AWS has improved a lot, sort of

Tom Harrison
Tom Harrison’s Blog
12 min readJul 24, 2020

--

Working on it … soon!

I am studying now for the Solutions Architect Professional certification from AWS, and as I review my knowledge, it’s clear that they have really upped their game in several important ways over the last year or two.

Incredibly Boring Features

Proper support for enterprises requires a number of improvements. First class support for external directory services, notably Active Directory has been around for a while, but it has gotten substantially more useful. Organizations have also been around for a while, but now there are some clearly defined patterns for managing multiple accounts, billing, and global service policies for access and management. Options for secure and fast connection to multiple data centers are well worked out now. Options for transferring data are excellent.

There are new or refined services for managing things that annoy all organizations, like SSL Certificates, and even creating your own private CA so internal users don’t have to get certificate warnings. And finally (finally!!) Route 53 DNS allows for creation of internal addresses (private hosted zones). First class support for secret management, and exceptional support for key management, and fuller support for service roles and other mechanisms for role-based security make it possible to reduce the number personal keys that are needed.

Built in IDS/IPS services complement their CloudTrail auditing system, WAF, Log Analysis and management, and several other “glad I don’t have to figure that out” kinds of services. More and more, AWS fulfills its broader mission to provide tools needed for a properly securable system.

Clever New Features

There are two new sets of services that I think have the possibility of being really important for companies that are either hybrid, or (god forbid) multi-cloud.

Systems Manager is a beast

The Systems Manager tools are really important, and work not just with AWS services and instances, but almost any from on-prem, or remote data center. In my last company, I even set up the Microsoft Azure-based instances to support AWS Systems Manager. The relatively new CI/CD tools, especially Code Pipeline solve a large problem many businesses, small and large have. Both of these services are cleverly implemented.

Systems Manager offers a number of features. I used it to manage OS patch compliance and inventory when it was first released a couple years ago. It was really rough at the time, and had some serious limitations.

But the service has gotten much better now, and has one feature that’s absolutely huge: you can perform nearly all operations on any node in your system without logging onto it — run commands, scripts, etc. This means no huge SSH key management or OS-level user management is needed, or open ports. Authentication and authorization is managed centrally.

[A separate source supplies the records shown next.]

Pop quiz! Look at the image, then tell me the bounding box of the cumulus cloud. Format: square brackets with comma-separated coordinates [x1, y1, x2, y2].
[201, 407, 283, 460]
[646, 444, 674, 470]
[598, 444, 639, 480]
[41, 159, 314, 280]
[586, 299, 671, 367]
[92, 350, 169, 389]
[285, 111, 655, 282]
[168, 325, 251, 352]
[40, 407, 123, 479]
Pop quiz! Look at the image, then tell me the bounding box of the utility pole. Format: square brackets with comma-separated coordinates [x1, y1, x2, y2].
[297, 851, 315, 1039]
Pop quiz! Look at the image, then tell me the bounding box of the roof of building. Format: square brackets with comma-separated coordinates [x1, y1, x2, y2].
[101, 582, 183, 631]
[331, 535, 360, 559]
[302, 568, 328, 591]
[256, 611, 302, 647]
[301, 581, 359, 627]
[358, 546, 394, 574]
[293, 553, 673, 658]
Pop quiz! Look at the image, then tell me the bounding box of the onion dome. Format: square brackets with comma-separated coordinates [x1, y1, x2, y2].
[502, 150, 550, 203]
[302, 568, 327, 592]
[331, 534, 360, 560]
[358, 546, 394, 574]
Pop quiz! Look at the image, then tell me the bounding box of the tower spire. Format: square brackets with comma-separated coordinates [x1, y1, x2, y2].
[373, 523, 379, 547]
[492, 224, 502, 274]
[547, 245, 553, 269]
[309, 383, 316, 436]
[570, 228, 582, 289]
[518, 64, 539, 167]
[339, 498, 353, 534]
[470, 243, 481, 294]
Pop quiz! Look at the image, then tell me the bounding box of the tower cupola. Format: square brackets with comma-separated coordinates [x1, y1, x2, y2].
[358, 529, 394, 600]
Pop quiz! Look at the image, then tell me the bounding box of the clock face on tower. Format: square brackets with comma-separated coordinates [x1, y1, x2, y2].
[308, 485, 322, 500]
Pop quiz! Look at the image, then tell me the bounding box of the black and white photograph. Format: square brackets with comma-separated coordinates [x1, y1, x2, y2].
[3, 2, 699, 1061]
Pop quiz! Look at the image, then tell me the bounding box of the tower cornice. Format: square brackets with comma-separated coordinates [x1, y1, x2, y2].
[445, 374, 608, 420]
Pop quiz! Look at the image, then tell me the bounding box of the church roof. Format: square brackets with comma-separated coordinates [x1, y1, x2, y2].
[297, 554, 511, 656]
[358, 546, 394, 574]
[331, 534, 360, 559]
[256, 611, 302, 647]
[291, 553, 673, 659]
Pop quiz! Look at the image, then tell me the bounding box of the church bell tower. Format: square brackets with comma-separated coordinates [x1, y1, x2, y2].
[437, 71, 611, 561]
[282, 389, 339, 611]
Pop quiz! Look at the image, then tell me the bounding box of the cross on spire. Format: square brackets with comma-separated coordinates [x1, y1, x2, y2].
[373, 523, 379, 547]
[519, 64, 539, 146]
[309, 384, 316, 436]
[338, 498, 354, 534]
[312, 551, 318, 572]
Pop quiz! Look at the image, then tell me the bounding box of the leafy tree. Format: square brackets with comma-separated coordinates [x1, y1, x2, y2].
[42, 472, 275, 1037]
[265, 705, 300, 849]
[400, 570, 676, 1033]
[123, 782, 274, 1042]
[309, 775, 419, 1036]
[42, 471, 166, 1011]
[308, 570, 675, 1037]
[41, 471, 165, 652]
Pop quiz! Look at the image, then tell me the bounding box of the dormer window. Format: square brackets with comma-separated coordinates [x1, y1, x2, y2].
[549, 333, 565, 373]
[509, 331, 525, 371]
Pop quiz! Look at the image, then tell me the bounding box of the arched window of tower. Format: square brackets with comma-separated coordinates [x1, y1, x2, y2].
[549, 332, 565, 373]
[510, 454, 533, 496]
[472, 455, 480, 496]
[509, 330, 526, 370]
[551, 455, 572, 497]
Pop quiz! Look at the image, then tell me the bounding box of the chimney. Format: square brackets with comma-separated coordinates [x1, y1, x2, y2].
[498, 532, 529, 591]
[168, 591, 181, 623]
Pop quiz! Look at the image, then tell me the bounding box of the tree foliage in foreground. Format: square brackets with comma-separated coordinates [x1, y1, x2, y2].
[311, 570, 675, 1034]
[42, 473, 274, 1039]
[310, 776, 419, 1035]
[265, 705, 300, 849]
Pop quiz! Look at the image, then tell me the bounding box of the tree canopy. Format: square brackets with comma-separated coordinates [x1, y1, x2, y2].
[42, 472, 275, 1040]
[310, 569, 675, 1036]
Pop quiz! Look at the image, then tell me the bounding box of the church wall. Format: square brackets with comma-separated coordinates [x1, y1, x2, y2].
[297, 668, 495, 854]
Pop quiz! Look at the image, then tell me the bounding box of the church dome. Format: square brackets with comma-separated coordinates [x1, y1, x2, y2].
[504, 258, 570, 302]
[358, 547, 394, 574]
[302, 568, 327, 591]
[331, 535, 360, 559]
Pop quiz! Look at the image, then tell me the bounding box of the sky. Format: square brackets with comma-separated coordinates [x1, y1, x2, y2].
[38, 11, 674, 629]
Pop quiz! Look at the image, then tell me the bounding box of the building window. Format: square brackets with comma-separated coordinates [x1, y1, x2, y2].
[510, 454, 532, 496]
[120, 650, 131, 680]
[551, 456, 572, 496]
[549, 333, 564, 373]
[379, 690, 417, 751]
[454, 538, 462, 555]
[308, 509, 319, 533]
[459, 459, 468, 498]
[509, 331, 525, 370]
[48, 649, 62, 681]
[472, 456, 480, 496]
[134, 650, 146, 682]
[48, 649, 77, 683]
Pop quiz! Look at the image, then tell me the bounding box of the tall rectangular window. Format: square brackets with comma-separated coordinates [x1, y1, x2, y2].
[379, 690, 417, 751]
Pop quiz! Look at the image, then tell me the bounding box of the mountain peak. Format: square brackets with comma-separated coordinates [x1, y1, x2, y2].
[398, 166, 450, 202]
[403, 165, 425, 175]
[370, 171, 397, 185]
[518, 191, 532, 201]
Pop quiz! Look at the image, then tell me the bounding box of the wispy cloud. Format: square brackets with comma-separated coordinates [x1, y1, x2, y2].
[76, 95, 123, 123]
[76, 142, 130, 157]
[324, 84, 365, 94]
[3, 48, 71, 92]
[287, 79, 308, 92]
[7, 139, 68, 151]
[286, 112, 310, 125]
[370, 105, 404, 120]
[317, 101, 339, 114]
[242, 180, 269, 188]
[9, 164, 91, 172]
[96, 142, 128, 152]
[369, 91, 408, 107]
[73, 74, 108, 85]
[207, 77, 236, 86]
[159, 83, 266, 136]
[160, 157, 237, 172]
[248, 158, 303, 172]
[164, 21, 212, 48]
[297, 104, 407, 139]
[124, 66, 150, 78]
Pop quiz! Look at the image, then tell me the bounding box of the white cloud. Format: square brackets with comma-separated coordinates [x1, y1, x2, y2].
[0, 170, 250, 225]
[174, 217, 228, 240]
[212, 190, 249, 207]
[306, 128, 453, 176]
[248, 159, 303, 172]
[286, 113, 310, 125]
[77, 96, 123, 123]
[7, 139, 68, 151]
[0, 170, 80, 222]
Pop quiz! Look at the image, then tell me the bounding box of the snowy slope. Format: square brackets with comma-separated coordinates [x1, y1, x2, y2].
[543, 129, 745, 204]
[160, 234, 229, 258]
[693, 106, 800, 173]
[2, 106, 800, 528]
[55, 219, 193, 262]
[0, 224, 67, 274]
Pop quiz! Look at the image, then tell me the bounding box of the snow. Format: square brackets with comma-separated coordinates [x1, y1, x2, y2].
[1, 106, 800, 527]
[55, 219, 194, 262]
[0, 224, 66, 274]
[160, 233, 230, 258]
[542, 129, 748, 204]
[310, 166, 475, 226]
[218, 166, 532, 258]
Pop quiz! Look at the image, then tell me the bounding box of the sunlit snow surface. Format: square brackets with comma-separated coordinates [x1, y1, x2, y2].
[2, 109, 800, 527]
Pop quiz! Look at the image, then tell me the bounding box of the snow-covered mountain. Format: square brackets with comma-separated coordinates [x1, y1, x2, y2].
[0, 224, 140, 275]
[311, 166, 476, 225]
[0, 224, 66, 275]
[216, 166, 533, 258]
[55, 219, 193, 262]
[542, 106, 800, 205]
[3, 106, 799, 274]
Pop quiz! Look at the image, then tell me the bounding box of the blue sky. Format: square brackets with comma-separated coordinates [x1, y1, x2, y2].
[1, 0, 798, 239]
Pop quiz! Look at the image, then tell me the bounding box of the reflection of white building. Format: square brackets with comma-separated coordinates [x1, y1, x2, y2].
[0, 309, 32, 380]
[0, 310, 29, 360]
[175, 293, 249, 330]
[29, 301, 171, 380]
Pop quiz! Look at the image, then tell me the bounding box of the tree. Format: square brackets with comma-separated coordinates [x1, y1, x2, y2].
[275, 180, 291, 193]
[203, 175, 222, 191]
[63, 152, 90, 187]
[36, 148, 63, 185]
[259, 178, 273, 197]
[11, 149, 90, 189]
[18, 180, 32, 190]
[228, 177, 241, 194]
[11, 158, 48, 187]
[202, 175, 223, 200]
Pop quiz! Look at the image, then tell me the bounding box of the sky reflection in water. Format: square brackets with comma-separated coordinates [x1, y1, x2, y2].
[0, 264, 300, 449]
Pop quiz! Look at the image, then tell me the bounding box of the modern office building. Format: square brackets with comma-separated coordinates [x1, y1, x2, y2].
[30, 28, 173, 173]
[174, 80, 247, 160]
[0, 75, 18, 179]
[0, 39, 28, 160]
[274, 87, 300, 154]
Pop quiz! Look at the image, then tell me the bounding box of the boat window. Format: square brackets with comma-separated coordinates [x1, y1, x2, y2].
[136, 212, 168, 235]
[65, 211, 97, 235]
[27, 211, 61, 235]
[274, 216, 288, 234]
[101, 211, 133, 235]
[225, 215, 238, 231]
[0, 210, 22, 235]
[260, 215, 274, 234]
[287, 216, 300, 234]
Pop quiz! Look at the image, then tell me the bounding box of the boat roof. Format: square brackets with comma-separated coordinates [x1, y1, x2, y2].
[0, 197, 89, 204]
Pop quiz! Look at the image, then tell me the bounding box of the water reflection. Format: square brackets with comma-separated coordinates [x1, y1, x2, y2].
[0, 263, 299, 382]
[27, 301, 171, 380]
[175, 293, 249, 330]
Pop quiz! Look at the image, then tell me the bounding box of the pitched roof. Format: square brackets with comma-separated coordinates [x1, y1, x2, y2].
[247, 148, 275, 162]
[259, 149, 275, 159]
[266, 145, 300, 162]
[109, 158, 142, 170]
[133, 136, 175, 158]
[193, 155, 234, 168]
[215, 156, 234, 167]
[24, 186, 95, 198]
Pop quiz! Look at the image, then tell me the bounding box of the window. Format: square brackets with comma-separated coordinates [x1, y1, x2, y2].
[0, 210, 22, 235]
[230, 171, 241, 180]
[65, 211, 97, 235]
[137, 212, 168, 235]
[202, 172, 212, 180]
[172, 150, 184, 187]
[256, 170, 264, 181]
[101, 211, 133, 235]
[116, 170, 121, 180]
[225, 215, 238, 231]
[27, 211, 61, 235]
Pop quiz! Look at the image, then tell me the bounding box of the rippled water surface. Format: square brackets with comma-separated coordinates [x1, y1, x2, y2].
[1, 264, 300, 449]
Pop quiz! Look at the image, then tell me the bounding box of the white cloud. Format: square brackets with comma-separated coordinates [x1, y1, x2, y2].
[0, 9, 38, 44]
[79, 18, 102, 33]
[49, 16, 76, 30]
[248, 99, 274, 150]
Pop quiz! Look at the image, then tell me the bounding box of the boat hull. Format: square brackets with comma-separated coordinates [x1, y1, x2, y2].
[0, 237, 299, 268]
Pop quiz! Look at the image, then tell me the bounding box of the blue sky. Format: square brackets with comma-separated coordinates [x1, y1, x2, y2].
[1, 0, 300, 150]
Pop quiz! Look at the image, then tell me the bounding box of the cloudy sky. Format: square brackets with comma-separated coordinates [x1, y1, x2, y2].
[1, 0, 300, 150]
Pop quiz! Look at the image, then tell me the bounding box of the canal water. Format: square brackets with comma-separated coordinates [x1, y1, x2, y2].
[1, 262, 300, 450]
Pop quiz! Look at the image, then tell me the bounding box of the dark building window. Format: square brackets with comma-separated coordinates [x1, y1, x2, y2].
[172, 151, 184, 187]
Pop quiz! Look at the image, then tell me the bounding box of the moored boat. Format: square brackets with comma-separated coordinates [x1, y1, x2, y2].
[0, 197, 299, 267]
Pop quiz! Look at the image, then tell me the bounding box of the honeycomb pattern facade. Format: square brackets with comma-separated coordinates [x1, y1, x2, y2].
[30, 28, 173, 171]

Each interaction is linked to other AWS services like CloudWatch, CloudTrail, Config, and more. Batch updates to a fleet of servers are also possible, e.g. installing a new version of a software dependency, etc. So while we all want to live in a world where all systems changes are done with scripts (Infrastructure as Code) it’s just not the reality, especially with all of those non-production machines you have sitting around.

Code Pipeline and Friends

Code Pipeline strikes me as a very smart new set of services including Code Artifact, Code Build, Code Commit, Code Deploy (and Code Star, I guess). You may say “Yeah, but I already use Artifactory, Jenkins, GitHub or GitLab, and Bamboo for my CI/CD pipeline” and if so, you’ll be happy, as for the most part, these external tools work with Code Pipeline. That is, you don’t have to give up your existing. If you don’t have some of these tools, you can use the ones AWS provides.

We all want our IT and software development systems to do CI/CD, but the truth is that of all the software we build and deploy in business, far from all of it uses a proper pipeline.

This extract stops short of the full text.